We panic looking for other travel destinations. Lower Saxony has rather lax rules, but we know our country of birth inside out. We also know the East well. We are not allowed to go hiking and drinking wine in the Palatinate because Rhineland-Palatinate is as strict as Schleswig-Holstein. Suddenly there is hope: Many politicians are just as angry about the advance of the two hardcore countries as we are. The country heads want to speak the next morning.
Wednesday:
Two reasonably good news: the incidence value in Frankfurt remains at 47. And Schleswig-Holstein was whistled back. The federal states decide: Anyone who comes from a risk area does not have to be in quarantine, but needs a negative corona test that is no more than 48 hours old before the first night. We don’t care that some federal states do not adhere to it. Our vacation is getting closer.

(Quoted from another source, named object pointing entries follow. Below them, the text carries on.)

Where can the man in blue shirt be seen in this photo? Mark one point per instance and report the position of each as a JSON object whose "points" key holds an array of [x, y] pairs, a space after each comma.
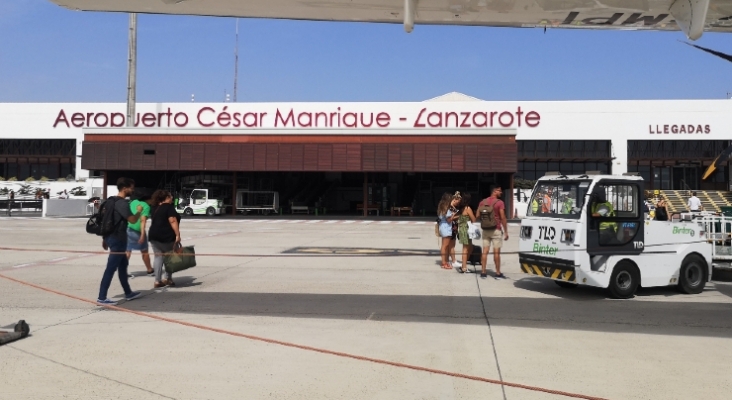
{"points": [[116, 242]]}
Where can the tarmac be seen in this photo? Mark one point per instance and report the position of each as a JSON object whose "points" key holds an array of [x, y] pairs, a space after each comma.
{"points": [[340, 309]]}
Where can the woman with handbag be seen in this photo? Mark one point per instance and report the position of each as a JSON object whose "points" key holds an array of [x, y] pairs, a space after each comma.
{"points": [[466, 218], [446, 215], [164, 234]]}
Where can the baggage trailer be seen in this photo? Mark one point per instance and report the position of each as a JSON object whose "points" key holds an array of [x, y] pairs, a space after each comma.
{"points": [[719, 235], [590, 230], [263, 201]]}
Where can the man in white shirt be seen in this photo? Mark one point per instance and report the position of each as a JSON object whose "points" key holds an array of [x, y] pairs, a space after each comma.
{"points": [[694, 204]]}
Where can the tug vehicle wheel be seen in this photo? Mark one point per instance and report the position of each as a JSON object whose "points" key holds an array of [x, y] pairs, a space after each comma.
{"points": [[624, 281], [692, 275]]}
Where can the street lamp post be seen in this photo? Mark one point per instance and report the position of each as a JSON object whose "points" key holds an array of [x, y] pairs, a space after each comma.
{"points": [[131, 70]]}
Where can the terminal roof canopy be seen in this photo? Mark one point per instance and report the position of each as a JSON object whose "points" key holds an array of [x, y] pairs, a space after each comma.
{"points": [[692, 17]]}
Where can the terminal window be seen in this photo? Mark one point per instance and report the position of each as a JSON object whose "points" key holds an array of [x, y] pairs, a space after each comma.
{"points": [[37, 158], [537, 157]]}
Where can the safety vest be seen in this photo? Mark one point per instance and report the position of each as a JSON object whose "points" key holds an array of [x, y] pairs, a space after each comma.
{"points": [[567, 206], [606, 225]]}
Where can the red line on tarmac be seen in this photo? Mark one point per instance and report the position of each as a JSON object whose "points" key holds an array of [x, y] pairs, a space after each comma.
{"points": [[315, 349]]}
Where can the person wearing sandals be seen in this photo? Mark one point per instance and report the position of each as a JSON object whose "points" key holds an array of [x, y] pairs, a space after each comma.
{"points": [[164, 234], [446, 216], [466, 217]]}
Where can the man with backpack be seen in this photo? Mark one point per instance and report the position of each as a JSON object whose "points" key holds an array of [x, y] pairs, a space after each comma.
{"points": [[492, 215], [115, 214]]}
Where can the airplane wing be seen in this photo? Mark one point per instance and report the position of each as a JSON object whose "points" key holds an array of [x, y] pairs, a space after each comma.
{"points": [[693, 17]]}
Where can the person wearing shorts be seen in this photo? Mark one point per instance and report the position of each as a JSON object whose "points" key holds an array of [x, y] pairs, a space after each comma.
{"points": [[136, 236], [494, 237], [446, 216]]}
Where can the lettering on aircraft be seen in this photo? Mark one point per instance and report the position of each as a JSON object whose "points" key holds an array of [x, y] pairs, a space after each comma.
{"points": [[226, 117], [634, 19]]}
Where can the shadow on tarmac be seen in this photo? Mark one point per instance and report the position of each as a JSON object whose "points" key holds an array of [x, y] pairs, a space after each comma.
{"points": [[573, 312]]}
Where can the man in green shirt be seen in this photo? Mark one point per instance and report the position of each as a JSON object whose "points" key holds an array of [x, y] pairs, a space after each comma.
{"points": [[136, 233], [602, 208]]}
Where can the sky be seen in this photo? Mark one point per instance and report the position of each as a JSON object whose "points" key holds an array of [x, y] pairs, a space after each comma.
{"points": [[51, 54]]}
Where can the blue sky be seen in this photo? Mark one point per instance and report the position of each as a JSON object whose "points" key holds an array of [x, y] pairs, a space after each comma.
{"points": [[50, 54]]}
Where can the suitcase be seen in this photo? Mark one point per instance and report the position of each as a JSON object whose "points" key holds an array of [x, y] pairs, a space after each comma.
{"points": [[181, 259], [474, 257]]}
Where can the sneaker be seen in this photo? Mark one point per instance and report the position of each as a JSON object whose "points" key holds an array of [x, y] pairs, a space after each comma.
{"points": [[133, 295], [106, 302]]}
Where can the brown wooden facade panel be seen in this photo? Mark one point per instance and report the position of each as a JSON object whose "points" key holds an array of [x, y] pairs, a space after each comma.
{"points": [[377, 157], [285, 157], [381, 157], [272, 157], [302, 139], [246, 157], [161, 157], [325, 157], [458, 157], [174, 156], [310, 157], [353, 163], [260, 157], [368, 152], [340, 157], [420, 157], [394, 157]]}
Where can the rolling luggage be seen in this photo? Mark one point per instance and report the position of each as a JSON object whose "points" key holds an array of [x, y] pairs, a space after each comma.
{"points": [[474, 257], [181, 259]]}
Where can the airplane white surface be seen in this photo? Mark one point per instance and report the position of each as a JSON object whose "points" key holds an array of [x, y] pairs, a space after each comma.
{"points": [[691, 16]]}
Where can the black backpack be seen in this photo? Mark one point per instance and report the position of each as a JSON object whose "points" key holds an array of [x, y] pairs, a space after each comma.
{"points": [[487, 216], [102, 223]]}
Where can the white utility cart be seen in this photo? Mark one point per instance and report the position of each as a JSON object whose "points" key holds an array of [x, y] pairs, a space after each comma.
{"points": [[594, 233]]}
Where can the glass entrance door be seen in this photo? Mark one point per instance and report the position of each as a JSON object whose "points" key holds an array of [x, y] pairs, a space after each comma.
{"points": [[662, 178], [686, 178]]}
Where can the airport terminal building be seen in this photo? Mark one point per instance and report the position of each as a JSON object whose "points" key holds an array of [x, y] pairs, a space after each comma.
{"points": [[335, 155]]}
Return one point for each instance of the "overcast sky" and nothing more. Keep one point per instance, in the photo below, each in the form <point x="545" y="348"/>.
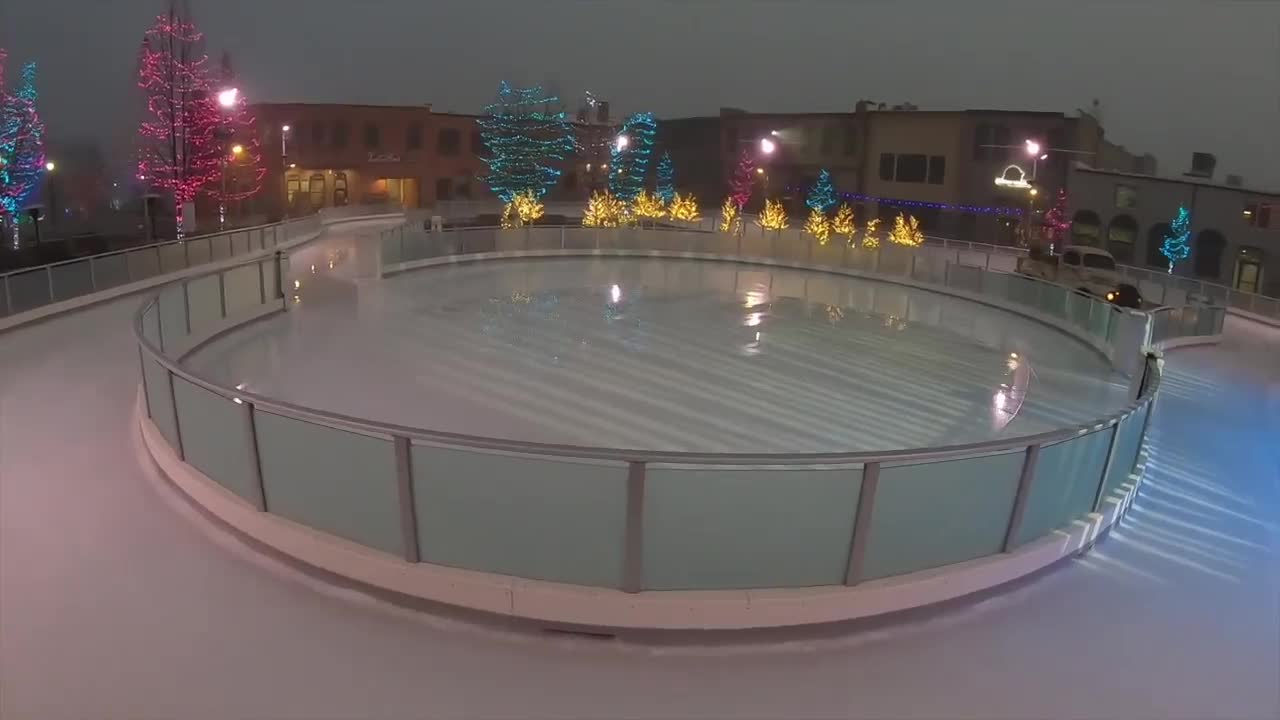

Late in the evening we register for a corona test. As a precaution, so that we are not nastily surprised on the trip to Schleswig-Holstein when Frankfurt becomes a risk area. The cheap test variant has to be enough: 59 euros per throat. The fact that we cannot pay because the system is collapsing makes us sweat again. After several attempts it works. Phew
Thursday:
At 5 p.m. the time has come: Frankfurt is a risk area, the incidence value is 59. We are nervous. Are the federal states sticking to the line they adopted yesterday, or are they taking the rule chaos to the next extreme? Tomorrow morning we want to have the corona test. Thank God we live in Frankfurt, at the airport we can be tested without an appointment.
Friday:
We get up at half past five and are wide awake at half past seven: the line in front of the airport test center is 200 meters long! Everyone who works there says they haven’t seen anything like it since April. The fact that Frankfurt has become a risk area has made everyone interested in traveling overnight. The smear is taken two hours later. In the afternoon we head north, overnight on the way. In the evening we get the result: negative. We cannot be stopped now. And above all, ripe for the island.